Relevant academic research and scientific papers

Phosphorus(III)-Mediated, Tandem Deoxygenative Geminal Chlorofluorination of 1,2-Diketones

Tetrasubstituted carbon containing two different halogen substituents was constructed in a single-step operation by utilizing the carbene-like reactivity of dioxaphospholene through the tandem reaction of electrophilic and nucleophilic halogenating reagents. It was crucial to devise non-dealkylatable phosphoramidite, which enabled the efficient formation of geminal chlorofluorides from various 1,2-diketones with (PhSO2)2NF and n-Bu4NCl. In addition, selective functionalization of the chlorine substituent was demonstrated, and the absence of halogen scrambling was confirmed.

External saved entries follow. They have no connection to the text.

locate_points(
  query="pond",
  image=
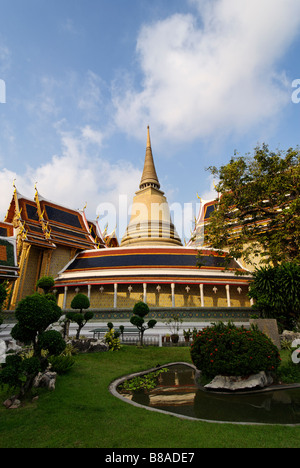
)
(177, 393)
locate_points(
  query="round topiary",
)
(141, 309)
(80, 301)
(36, 312)
(52, 341)
(229, 350)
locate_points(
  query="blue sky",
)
(84, 78)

Copper/Iodine-Cocatalyzed C-C Cleavage of 1,3-Dicarbonyl Compounds Toward 1,2-Dicarbonyl Compounds

A new, general oxidative route to transformations of 1,3-dicarbonyl compounds to 1,2-dicarbonyl compounds by merging copper and I2 catalysis is described. This method is applicable to broad 1,3-dicarbonyl compounds, including 1,3-diketones, 1,3-keto esters and 1,3-keto amides. Mechanistical studies show that the reaction is achieved via the C–C bond cleavage and CO release cascades.

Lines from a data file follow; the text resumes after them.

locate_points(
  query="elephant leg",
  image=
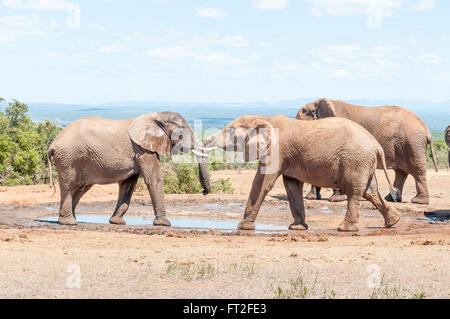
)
(262, 184)
(151, 171)
(337, 196)
(77, 196)
(66, 216)
(399, 182)
(350, 222)
(372, 194)
(422, 196)
(314, 193)
(126, 189)
(293, 189)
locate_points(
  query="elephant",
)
(94, 150)
(402, 134)
(447, 140)
(320, 152)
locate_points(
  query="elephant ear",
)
(150, 133)
(258, 140)
(324, 108)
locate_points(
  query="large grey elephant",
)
(402, 134)
(447, 140)
(94, 150)
(320, 152)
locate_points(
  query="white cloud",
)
(423, 5)
(206, 12)
(41, 4)
(431, 58)
(96, 27)
(53, 54)
(12, 27)
(235, 41)
(111, 49)
(171, 53)
(16, 21)
(270, 4)
(351, 61)
(375, 10)
(79, 55)
(220, 58)
(73, 20)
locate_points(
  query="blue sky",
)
(94, 51)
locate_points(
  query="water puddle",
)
(199, 224)
(325, 210)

Palladium-Catalyzed Oxidative C≡C Triple Bond Cleavage of 2-Alkynyl Carbonyl Compounds Toward 1,2-Dicarbonyl Compounds?

A new, general palladium-catalyzed oxidative strategy for the cleavage of the C≡C triple bond is presented. By employing PdCl2, CuBr2, TEMPO and air as the catalytic system and H2O as the carbonyl oxygen atom source, a wide range of 2-alkynyl carbonyl compounds, including 1,3-disubstituted prop-2-yn-1-ones, propiolamides and propiolates, lost an alkynyl carbon to access various 1,2-dicarbonyl compounds, e.g., 1,2-diones, 2-keto amides and 2-keto esters, through Wacker oxidation, intramolecular cyclization and C—C bond cleavage cascades.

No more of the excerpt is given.